After his abdication Edward was created Duke of Windsor by his brother. He rarely returned to England and after spending many years travelling he spent the last years of his life in retirement in France. He died on 27th May, 1972 at the age of 77. His body was returned to Britain, lying in state at St George's Chapel, Windsor Castle. The funeral service was held in the chapel on 5 June in the presence of the Queen, the Royal Family, and the Duchess of Windsor, who stayed at Buckingham Palace during her visit. The coffin was buried in the Royal Burial Ground behind the Royal Mausoleum of Queen Victoria and Prince Albert at Frogmore. Frail, and in ill health, the Duchess of Windsor died 14 years later, and was buried alongside her husband as "Wallis, Duchess of Windsor".
George VI had been born on 14th December, 1895 and as the second son of the monarh he was not expected to inherit the throne. After the abdication of his brother Edward, George ascended the throne as the third monarch of the House of Windsor.
George had married Lady Elizabeth Bowes-Lyon in 1923 and they had two daughters, Elizabeth and Margaret (I always recall that when she was young she was known as Princess Margaret Rose).
George VI's coronation took place on 12th May, 1937 (I was then nearly five and a half) and it is this I may remember more than the two former events as I am sure I recall mum putting up some decorations and having a special meal to celebrate the coronation. Mum was always a royalist and she would have been really excited by all these events. The following pictures depict the Coronation, the Royal family (including the King's mother Queen Mary) on the balcony of Buckingham Palace, and King George and Queen Elizabeth and their daughters Elizabeth and Margaret Rose after the coronation.

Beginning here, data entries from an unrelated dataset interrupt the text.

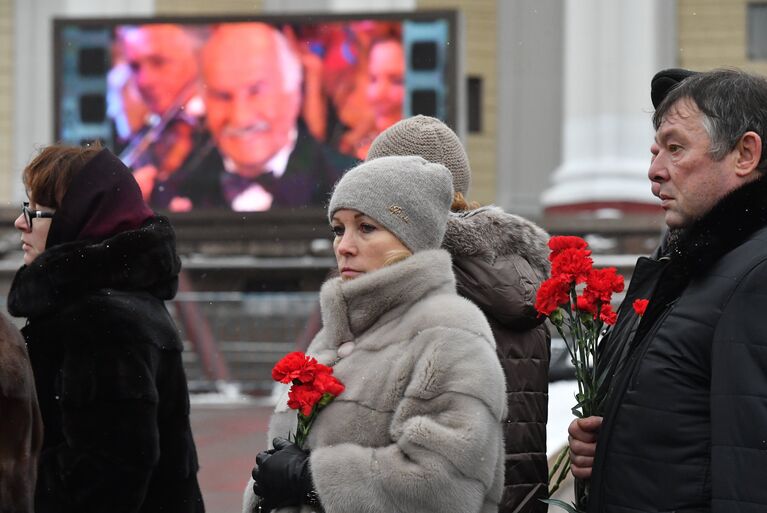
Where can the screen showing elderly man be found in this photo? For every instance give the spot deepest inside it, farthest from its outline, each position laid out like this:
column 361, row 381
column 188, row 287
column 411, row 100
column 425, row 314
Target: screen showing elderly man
column 163, row 67
column 266, row 158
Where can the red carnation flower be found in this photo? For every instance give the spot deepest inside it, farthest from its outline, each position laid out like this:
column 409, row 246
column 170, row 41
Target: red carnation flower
column 586, row 304
column 313, row 388
column 295, row 366
column 640, row 306
column 553, row 292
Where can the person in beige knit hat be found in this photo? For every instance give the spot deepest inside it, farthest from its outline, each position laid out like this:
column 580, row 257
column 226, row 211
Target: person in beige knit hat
column 419, row 424
column 499, row 260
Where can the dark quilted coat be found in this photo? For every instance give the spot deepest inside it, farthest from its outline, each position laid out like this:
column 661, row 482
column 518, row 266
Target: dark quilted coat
column 107, row 363
column 499, row 261
column 685, row 425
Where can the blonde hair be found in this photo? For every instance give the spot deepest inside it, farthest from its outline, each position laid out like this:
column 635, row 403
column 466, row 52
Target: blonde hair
column 460, row 204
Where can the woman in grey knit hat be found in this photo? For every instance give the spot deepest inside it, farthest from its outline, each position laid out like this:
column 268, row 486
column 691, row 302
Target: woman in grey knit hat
column 418, row 427
column 499, row 260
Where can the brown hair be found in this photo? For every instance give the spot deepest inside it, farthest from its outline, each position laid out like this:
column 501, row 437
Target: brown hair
column 50, row 173
column 460, row 204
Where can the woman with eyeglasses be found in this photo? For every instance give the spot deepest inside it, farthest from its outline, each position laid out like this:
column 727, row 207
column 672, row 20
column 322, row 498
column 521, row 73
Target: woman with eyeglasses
column 106, row 355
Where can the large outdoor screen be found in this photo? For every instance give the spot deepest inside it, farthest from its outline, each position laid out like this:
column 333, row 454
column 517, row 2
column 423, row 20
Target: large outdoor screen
column 248, row 114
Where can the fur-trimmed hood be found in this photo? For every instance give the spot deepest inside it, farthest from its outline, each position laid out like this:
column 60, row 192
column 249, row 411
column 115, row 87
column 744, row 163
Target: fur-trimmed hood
column 735, row 218
column 490, row 233
column 144, row 259
column 499, row 260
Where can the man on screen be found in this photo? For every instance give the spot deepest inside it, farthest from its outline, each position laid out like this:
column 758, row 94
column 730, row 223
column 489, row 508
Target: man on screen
column 163, row 66
column 266, row 157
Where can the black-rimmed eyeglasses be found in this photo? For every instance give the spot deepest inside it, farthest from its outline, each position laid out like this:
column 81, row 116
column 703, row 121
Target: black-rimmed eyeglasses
column 31, row 214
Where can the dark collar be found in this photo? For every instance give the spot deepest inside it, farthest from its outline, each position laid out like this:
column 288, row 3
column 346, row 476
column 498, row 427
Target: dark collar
column 144, row 259
column 726, row 226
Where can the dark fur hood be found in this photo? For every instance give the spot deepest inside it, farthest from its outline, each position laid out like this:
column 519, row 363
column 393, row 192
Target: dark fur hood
column 489, row 233
column 144, row 259
column 499, row 261
column 735, row 218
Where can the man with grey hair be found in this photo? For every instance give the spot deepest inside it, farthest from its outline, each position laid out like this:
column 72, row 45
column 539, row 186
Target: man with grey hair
column 266, row 158
column 685, row 411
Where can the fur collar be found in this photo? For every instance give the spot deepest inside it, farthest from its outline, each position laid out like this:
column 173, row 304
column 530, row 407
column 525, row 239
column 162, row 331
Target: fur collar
column 735, row 218
column 144, row 259
column 350, row 307
column 489, row 233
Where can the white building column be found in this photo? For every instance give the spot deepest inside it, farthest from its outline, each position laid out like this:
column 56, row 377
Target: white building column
column 33, row 117
column 612, row 50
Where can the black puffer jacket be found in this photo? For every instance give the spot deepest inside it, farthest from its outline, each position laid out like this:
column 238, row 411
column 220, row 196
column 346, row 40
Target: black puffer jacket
column 685, row 425
column 107, row 363
column 499, row 261
column 21, row 429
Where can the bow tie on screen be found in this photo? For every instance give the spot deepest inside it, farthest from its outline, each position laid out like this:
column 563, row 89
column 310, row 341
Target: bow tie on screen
column 234, row 184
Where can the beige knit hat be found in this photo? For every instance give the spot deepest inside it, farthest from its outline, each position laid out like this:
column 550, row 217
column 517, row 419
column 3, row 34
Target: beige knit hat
column 429, row 138
column 408, row 195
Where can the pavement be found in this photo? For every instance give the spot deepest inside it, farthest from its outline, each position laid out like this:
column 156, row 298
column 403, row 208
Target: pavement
column 228, row 437
column 230, row 429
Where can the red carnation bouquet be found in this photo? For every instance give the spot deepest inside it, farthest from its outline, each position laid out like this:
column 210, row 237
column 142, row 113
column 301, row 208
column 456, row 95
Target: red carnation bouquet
column 577, row 301
column 313, row 387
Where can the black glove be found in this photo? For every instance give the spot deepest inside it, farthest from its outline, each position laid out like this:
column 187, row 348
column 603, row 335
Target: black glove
column 282, row 475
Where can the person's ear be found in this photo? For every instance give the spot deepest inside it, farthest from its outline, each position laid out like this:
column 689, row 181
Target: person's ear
column 748, row 153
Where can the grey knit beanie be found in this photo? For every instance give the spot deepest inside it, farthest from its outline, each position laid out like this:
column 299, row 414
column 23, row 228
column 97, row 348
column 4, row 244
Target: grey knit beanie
column 409, row 196
column 429, row 138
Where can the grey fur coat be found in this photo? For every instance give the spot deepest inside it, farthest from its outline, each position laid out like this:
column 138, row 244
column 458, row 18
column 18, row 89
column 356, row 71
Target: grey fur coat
column 419, row 426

I am not sure if any of the above is of interest to anyone as I feel everyone possibly knows it all anyway. It is the first positive memory of any important event I can recall so I share it with you for what it is worth. The next big event I remember is the declaration of war in 1939. It is a huge story but, once again, I doubt there is little I can add to the knowledge most people already have of that historic event.
I did also wonder if I may do a series about vegetables. Sound a bit bonkers? There are lots of vegies out there that I know little about and perhaps I may find some interesting ones I've never tasted. Just a thought.